- Photo by Cheryl Gerber
- Jeff Baron and Bart Bell use sausage made in-house at their Mid-City restaurant Crescent Pie & Sausage.
What may seem gratifyingly simple and rustic to the end user often belies the demanding craft and unseen efforts that went into making it. That's the case all over Crescent Pie & Sausage, from the hand-hewn staples anchoring its menu to the attractive new building housing the Mid-City restaurant.
Crescent Pie & Sausage embraces and elevates some primal pleasures of the casual table: pizzas and sausage, as referenced in the name, but also brisket for a transcendent sandwich, puffy onion rings and crumbly crusted macaroni and cheese. There are some clever twists on these familiar dishes, especially the pizza. But most of all, the food shines from the copious use of house-made ingredients and a picky approach to fresh produce.
Local sourcing yields salad lettuces that crackle and pop between the teeth, and peppery-sharp arugula scattered over the hot coppa pizza, a palette of bubbly dough with curling slices of spicy, house-made salami and a sour drizzle of melted blue cheese. Pizzas are the showpieces, and they are not thrown-together efforts. Lusciously textured house-made ricotta cheese and bits of dark, flavorful chicken thighs define the Marsala pie, and the Mediterranean pizza is topped with lamb sausage, grill-marked eggplant and white streaks of goat cheese crema.
Crescent Pie & Sausage opened in December 2009, though there's been buzz about it for years. That's a tribute to the mileage co-owners Jeff Baron and Bart Bell logged serving food on the local festival and outdoor-event circuit, which helped stoke anticipation for their restaurant. They were closing in on that vision when the Banks Street building originally chosen for their project collapsed under Hurricane Gustav in 2008. They shifted gears, opened a breakfast joint called Huevos in a much smaller space next door, and started planning a new building from the ground up. The result is a real beauty, with a large covered deck for outdoor dining and lots of salvaged lumber from the original building worked into the lustrous, cypress-clad interior.
Local brewers are well-represented at the bar, and many exotic beers are served by the can at refreshingly modest prices. The dessert menu boasts an ice cream float made with Framboise beer, the Belgian raspberry lambic.
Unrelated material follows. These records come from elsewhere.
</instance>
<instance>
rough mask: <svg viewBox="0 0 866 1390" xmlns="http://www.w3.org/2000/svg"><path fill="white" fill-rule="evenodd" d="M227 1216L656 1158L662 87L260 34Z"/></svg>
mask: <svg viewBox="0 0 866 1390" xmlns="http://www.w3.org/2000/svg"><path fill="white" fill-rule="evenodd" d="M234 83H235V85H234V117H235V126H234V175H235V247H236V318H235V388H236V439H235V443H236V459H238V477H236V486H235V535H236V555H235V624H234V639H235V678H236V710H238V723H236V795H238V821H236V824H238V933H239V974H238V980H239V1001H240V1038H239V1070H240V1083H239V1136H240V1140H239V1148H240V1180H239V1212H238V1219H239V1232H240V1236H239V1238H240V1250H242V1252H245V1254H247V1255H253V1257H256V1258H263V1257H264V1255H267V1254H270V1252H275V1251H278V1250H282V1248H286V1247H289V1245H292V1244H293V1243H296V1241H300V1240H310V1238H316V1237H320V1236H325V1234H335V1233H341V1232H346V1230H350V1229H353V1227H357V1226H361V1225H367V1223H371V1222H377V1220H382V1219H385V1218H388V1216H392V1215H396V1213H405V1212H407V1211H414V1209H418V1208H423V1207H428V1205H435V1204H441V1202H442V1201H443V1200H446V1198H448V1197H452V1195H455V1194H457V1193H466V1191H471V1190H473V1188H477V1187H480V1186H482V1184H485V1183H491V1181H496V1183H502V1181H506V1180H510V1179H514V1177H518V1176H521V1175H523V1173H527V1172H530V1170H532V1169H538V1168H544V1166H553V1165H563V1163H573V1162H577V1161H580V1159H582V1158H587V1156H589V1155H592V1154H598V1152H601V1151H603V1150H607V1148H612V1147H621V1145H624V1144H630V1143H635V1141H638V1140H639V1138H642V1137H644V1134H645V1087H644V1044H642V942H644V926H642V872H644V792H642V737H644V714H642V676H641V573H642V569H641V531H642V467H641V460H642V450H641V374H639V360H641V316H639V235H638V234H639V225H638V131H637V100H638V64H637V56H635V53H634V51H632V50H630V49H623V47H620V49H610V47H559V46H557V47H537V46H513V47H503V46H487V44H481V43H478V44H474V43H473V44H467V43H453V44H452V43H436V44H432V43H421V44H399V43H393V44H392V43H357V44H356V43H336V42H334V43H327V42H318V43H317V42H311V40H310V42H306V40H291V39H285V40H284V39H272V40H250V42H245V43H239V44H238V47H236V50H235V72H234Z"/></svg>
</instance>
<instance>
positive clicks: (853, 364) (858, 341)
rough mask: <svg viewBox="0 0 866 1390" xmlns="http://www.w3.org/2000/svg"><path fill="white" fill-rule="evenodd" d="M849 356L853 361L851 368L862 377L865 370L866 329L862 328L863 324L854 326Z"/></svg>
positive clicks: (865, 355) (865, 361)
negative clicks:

Consistency remains an issue with some items, however, and Natchitoches-style hand pies are plagued at times by undercooked, pasty shells. Also, while the Margherita pizza is done in the classic style, relying on fresh mozzarella, tomatoes and basil for practically all of its flavor, those last two ingredients have not yet hit their seasonal stride.
There's no doubting the goodness of the mixed-grill plate here, which is good as an entree or a shared appetizer. The changing components always feature diverse handiwork with the sausage grinder. One example combined a narrow, lean andouille link, thick slices of coppa and a stack of "little smokies," or fat, short plugs of coarse pork under sweet-hot syrup, plus a link of mild boudin.
That boudin speaks to Bell's upbringing along Bayou Teche, a Cajun cultural background he further venerates with fine country-style gumbo and an ever-so-rare example of a restaurant jambalaya worth ordering. Like so much at Crescent Pie & Sausage, these are inherently simple foods done uncommonly well.